Women of the Wall Encounter Spit & Jeers During Prayer Service
The group shunned the recently built egalitarian platform, and were met with spitting and chastisement while praying for Rosh Hodesh
By: Graham Sigurdson
The Women of the Wall can’t seem to catch a break.
On Friday, during a relatively peaceful session of prayer at the Western Wall, the group was met with jeers and spit from Orthodox females. The members of Women of the Wall were praying in the women’s main section of the area, deliberately avoiding the recently built egalitarian prayer 'platform.'
The Times of Israel reports that on Wednesday, the rabbi for the Western Wall, Shmuel Rabinovitch, asked that ultra-Orthodox leaders call on the women under their charge to not demonstrate against Women of the Wall, urging them to find a solution for egalitarian prayer, as per the recommendation of a committee appointed by Prime Minister Netanyahu, as well as the "delicate security situation on the Temple Mount."
As could be expected, this did not sit well with many Orthodox worshipers, and a number of seminary girls arrived to demonstrate, some going so far as to spit on members of Women of the Wall.

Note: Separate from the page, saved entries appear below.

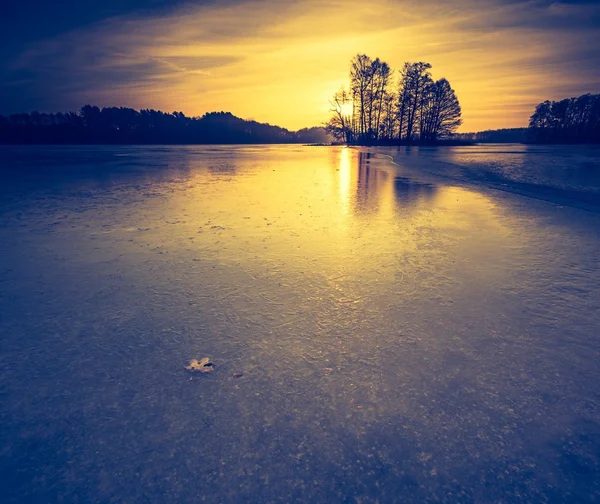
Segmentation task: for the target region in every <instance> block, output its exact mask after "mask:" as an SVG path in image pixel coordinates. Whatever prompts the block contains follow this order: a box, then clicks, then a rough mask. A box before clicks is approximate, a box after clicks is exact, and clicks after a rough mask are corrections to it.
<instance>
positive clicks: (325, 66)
mask: <svg viewBox="0 0 600 504" xmlns="http://www.w3.org/2000/svg"><path fill="white" fill-rule="evenodd" d="M3 4H4V5H3V7H2V16H1V17H0V114H9V113H15V112H31V111H33V110H37V111H40V112H58V111H63V112H65V111H77V110H78V109H79V108H80V107H81V106H83V105H85V104H88V103H89V104H93V105H98V106H100V107H103V106H126V107H132V108H136V109H140V108H154V109H160V110H163V111H167V112H172V111H182V112H184V113H185V114H186V115H188V116H199V115H202V114H204V113H205V112H210V111H221V110H223V111H229V112H232V113H233V114H235V115H237V116H239V117H243V118H245V119H255V120H257V121H261V122H269V123H271V124H276V125H278V126H283V127H286V128H289V129H294V130H295V129H299V128H302V127H309V126H316V125H320V124H322V123H323V122H325V121H326V120H327V119H328V117H329V113H328V110H329V103H328V102H329V99H330V97H331V96H332V95H333V93H334V92H335V91H336V90H337V89H339V88H340V87H341V86H344V85H347V82H348V71H349V64H350V60H351V59H352V57H353V56H354V55H355V54H357V53H365V54H368V55H369V56H371V57H373V58H375V57H379V58H381V59H382V60H384V61H386V62H388V64H390V66H391V67H392V68H393V69H399V68H400V67H401V66H402V65H403V63H404V62H405V61H426V62H429V63H431V64H432V66H433V68H432V74H433V77H434V78H435V79H438V78H441V77H445V78H447V79H448V80H449V81H450V83H451V85H452V87H453V88H454V89H455V91H456V93H457V96H458V98H459V100H460V103H461V106H462V110H463V121H464V123H463V126H462V127H461V129H460V131H479V130H485V129H495V128H506V127H523V126H526V125H527V123H528V119H529V116H530V115H531V114H532V113H533V110H534V108H535V105H536V104H538V103H540V102H542V101H544V100H546V99H551V100H557V99H562V98H566V97H571V96H578V95H580V94H584V93H600V50H599V49H598V44H599V41H600V0H587V1H585V0H579V1H567V0H562V1H549V0H526V1H520V0H510V1H501V0H446V1H440V0H438V1H433V0H416V1H412V0H368V1H362V2H361V1H357V0H297V1H295V0H292V1H287V2H286V1H284V0H224V1H214V0H213V1H207V0H88V1H85V2H84V1H81V0H77V1H74V0H53V1H51V2H50V1H48V0H4V2H3ZM394 80H397V79H394Z"/></svg>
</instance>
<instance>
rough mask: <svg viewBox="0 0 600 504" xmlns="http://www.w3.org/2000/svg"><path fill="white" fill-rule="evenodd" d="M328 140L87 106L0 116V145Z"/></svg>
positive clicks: (218, 124) (245, 121)
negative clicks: (8, 144) (64, 113)
mask: <svg viewBox="0 0 600 504" xmlns="http://www.w3.org/2000/svg"><path fill="white" fill-rule="evenodd" d="M328 141H329V138H328V136H327V134H326V132H325V130H324V129H323V128H320V127H314V128H304V129H301V130H299V131H289V130H287V129H285V128H280V127H278V126H272V125H270V124H265V123H259V122H256V121H251V120H250V121H247V120H244V119H240V118H239V117H236V116H234V115H233V114H231V113H230V112H210V113H207V114H204V115H203V116H202V117H187V116H186V115H185V114H183V113H182V112H173V113H172V114H168V113H165V112H161V111H159V110H140V111H137V110H134V109H131V108H124V107H120V108H118V107H107V108H103V109H100V108H98V107H96V106H91V105H86V106H84V107H82V108H81V110H80V111H79V113H77V114H76V113H73V112H69V113H66V114H63V113H58V114H44V113H39V112H33V113H31V114H14V115H10V116H8V117H3V116H0V143H3V144H43V143H48V144H253V143H259V144H260V143H269V144H270V143H273V144H276V143H321V142H323V143H324V142H328Z"/></svg>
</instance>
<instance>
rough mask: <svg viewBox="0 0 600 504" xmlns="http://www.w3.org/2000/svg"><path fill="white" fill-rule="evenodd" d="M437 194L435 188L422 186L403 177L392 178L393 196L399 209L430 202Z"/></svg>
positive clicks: (435, 186) (416, 181) (419, 183)
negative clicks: (393, 194) (434, 196)
mask: <svg viewBox="0 0 600 504" xmlns="http://www.w3.org/2000/svg"><path fill="white" fill-rule="evenodd" d="M436 192H437V188H436V186H434V185H432V184H423V183H421V182H417V181H415V180H411V179H408V178H404V177H396V178H394V194H395V195H396V202H397V204H398V206H400V207H407V206H411V205H414V204H417V203H419V202H420V201H427V200H431V199H432V198H433V197H434V196H435V194H436Z"/></svg>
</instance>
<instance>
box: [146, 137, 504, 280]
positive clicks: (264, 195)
mask: <svg viewBox="0 0 600 504" xmlns="http://www.w3.org/2000/svg"><path fill="white" fill-rule="evenodd" d="M246 149H252V148H246ZM278 149H283V148H278V147H272V148H268V149H264V150H263V151H261V163H260V164H259V165H257V164H254V163H253V162H251V163H249V162H248V161H247V159H246V160H245V159H244V154H243V152H244V150H243V149H242V150H241V155H240V157H239V159H235V158H234V159H228V160H227V163H225V164H227V166H228V167H229V169H228V170H227V171H226V172H225V173H224V172H223V170H219V169H216V168H214V167H213V169H212V170H209V171H206V170H205V169H204V168H203V167H202V165H200V164H199V165H198V166H194V165H193V163H192V166H191V167H190V173H192V175H191V177H190V179H189V180H188V183H187V189H186V190H185V191H183V192H175V193H173V194H172V195H171V196H170V198H169V205H168V207H169V208H170V209H171V212H172V214H171V216H169V217H166V216H165V217H164V219H165V222H163V223H158V225H157V226H155V231H154V233H149V234H148V237H150V236H153V239H154V240H156V241H159V242H161V243H163V245H162V246H165V247H170V246H178V247H185V248H187V249H188V250H189V251H190V252H191V253H193V254H196V255H197V257H198V260H206V259H209V258H210V259H218V260H219V262H234V263H240V264H241V262H242V261H243V262H244V268H245V269H247V270H248V268H250V269H251V265H252V264H256V267H260V268H262V267H263V266H264V264H271V265H272V267H273V268H275V269H277V270H280V269H285V270H297V271H313V270H315V269H318V270H320V271H322V272H323V274H324V275H326V276H327V277H328V278H336V277H338V276H339V275H345V274H352V275H356V274H357V272H362V273H364V274H368V272H369V271H371V272H372V271H375V270H376V271H377V275H378V278H379V280H384V279H385V280H387V281H389V282H394V281H395V278H396V276H395V275H396V273H397V271H398V269H399V268H401V265H403V264H405V263H406V261H409V264H413V265H414V264H417V263H419V264H422V265H423V266H422V268H424V269H430V268H432V267H434V265H435V264H440V263H442V262H445V261H447V260H448V257H449V255H448V254H447V251H446V250H443V247H439V246H437V245H436V243H437V242H438V241H439V240H440V239H441V238H440V237H444V240H446V242H447V243H455V242H457V240H458V238H457V237H458V236H459V234H457V232H456V231H457V230H461V232H462V233H465V232H474V231H476V228H477V227H478V226H482V225H486V224H487V225H489V224H490V223H493V225H494V226H495V228H496V229H498V230H500V231H501V229H502V225H501V223H500V222H498V219H497V217H496V210H495V208H494V205H493V203H492V202H491V201H490V200H489V198H487V197H486V196H483V195H481V194H479V193H477V192H474V191H470V190H467V189H462V188H457V187H449V186H443V185H441V184H440V183H439V182H437V181H435V182H434V181H430V180H427V179H425V178H423V177H421V176H420V175H419V174H415V173H412V172H411V173H409V172H406V171H405V170H403V169H402V167H401V166H397V165H394V164H393V163H391V162H390V159H389V157H386V156H385V155H382V154H380V153H379V152H378V151H376V150H361V149H355V148H348V147H339V148H321V147H302V148H298V149H296V150H295V151H292V152H290V150H289V149H288V150H287V151H285V153H284V155H282V154H281V153H280V152H279V150H278ZM228 156H229V154H228ZM230 157H231V156H230ZM248 157H249V158H250V159H251V156H248ZM157 217H158V218H159V220H161V218H162V216H157ZM165 223H166V224H165ZM171 223H176V224H177V225H176V226H173V225H169V224H171ZM156 228H159V229H160V231H159V229H156ZM413 255H414V257H412V258H411V256H413ZM425 260H426V261H427V263H424V261H425ZM248 271H250V270H248Z"/></svg>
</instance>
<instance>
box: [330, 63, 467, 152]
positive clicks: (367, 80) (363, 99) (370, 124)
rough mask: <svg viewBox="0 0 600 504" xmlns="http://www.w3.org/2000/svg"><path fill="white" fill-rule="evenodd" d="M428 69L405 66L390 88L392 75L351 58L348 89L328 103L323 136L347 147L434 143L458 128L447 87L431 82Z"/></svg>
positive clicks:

The women’s presence came at a time when a special prayer session was underway for ailing rabbi Ovadia Yosef, former spiritual leader of the ultra-Orthodox Shas party.
Women of the Wall pray and read from the Torah at the Western Wall at the beginning of each Jewish month, for Rosh Hodesh, sometimes garbed with prayer shawls and tefillin which, as argued by some Orthodox rabbis, should only be worn by men. In the past, the Haredi rabbinic leadership sent thousands of women to pray during the Women of the Wall’s services, filling the women’s section of the plaza and choking them out.

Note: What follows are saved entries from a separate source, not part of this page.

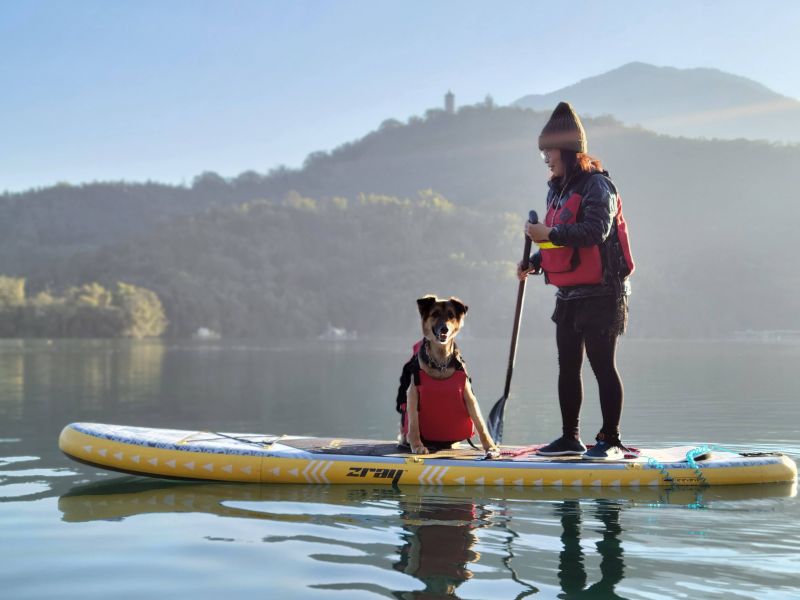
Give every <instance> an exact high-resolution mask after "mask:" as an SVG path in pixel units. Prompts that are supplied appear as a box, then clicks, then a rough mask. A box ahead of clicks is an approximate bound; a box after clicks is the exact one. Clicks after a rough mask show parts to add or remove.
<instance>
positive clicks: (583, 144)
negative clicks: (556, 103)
mask: <svg viewBox="0 0 800 600" xmlns="http://www.w3.org/2000/svg"><path fill="white" fill-rule="evenodd" d="M545 148H548V149H549V148H558V149H560V150H572V151H573V152H586V132H585V131H584V130H583V123H581V120H580V119H579V118H578V114H577V113H576V112H575V111H574V110H573V108H572V106H571V105H570V103H569V102H559V103H558V106H556V109H555V110H554V111H553V114H552V115H550V120H549V121H547V124H546V125H545V126H544V129H542V134H541V135H540V136H539V150H544V149H545Z"/></svg>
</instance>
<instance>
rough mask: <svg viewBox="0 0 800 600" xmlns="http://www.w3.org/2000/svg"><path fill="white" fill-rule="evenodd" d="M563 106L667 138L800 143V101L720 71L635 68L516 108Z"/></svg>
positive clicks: (618, 71) (603, 76)
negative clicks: (561, 104) (603, 117)
mask: <svg viewBox="0 0 800 600" xmlns="http://www.w3.org/2000/svg"><path fill="white" fill-rule="evenodd" d="M561 100H568V101H569V102H571V103H572V104H573V105H574V106H575V108H576V110H577V111H578V112H579V113H580V114H581V115H613V116H614V117H615V118H617V119H619V120H621V121H623V122H624V123H628V124H631V125H634V124H638V125H641V126H642V127H644V128H646V129H650V130H652V131H656V132H658V133H664V134H667V135H673V136H686V137H694V138H698V137H705V138H719V139H737V138H746V139H754V140H756V139H757V140H769V141H773V142H785V143H800V101H798V100H796V99H794V98H788V97H786V96H782V95H780V94H777V93H775V92H773V91H771V90H770V89H768V88H766V87H764V86H763V85H761V84H760V83H757V82H755V81H752V80H750V79H747V78H745V77H739V76H737V75H731V74H729V73H725V72H723V71H719V70H716V69H676V68H674V67H657V66H654V65H649V64H645V63H639V62H634V63H630V64H627V65H624V66H622V67H620V68H618V69H614V70H613V71H609V72H608V73H604V74H602V75H597V76H595V77H589V78H587V79H583V80H581V81H579V82H578V83H576V84H574V85H570V86H567V87H565V88H562V89H560V90H556V91H554V92H551V93H549V94H539V95H530V96H524V97H522V98H520V99H519V100H517V101H515V102H514V103H513V105H514V106H518V107H521V108H532V109H535V110H552V108H553V107H555V105H556V104H557V103H558V102H559V101H561Z"/></svg>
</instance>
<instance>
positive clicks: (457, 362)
mask: <svg viewBox="0 0 800 600" xmlns="http://www.w3.org/2000/svg"><path fill="white" fill-rule="evenodd" d="M430 343H431V342H430V340H429V339H428V338H425V341H424V342H423V344H422V346H421V347H420V349H419V355H420V358H422V362H424V363H425V364H426V365H427V366H428V367H430V368H431V369H438V370H439V371H442V372H444V371H446V370H447V369H449V368H450V367H456V368H458V364H459V361H458V346H457V345H456V344H455V342H453V354H451V355H450V359H449V360H448V361H446V362H444V363H439V362H436V360H434V358H433V357H432V356H431V355H430V352H428V346H430Z"/></svg>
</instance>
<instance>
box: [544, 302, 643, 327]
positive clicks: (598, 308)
mask: <svg viewBox="0 0 800 600" xmlns="http://www.w3.org/2000/svg"><path fill="white" fill-rule="evenodd" d="M552 319H553V322H554V323H555V324H556V325H559V326H561V327H571V328H572V329H574V330H575V331H576V332H578V333H588V334H605V335H612V336H617V335H622V334H623V333H625V329H626V328H627V326H628V297H627V296H620V297H615V296H591V297H588V298H575V299H574V300H562V299H561V298H556V309H555V311H553V317H552Z"/></svg>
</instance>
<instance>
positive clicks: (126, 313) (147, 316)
mask: <svg viewBox="0 0 800 600" xmlns="http://www.w3.org/2000/svg"><path fill="white" fill-rule="evenodd" d="M114 304H115V305H116V306H117V307H119V308H121V309H122V313H123V321H124V329H123V331H122V335H123V336H125V337H133V338H143V337H158V336H160V335H161V334H162V333H164V330H165V329H166V328H167V318H166V316H165V315H164V307H163V306H162V305H161V301H160V300H159V299H158V296H157V295H156V294H155V292H152V291H150V290H146V289H144V288H140V287H136V286H135V285H130V284H128V283H122V282H118V283H117V289H116V291H115V293H114Z"/></svg>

As we reported in August, a platform for egalitarian prayer was built over Robin’s Arch, away from the main plaza of the Western Wall. This was met with largely negative response, with Women of the Wall leader Anat Hoffman sharply criticizing it.
"The government of Israel decided as a ‘gift’ for Rosh Hashanah to solve the issue… by building this sunbathing deck," she said, adding that the site "is a way of building a second-rate Wall for second-rate Jews. I refuse to accept it."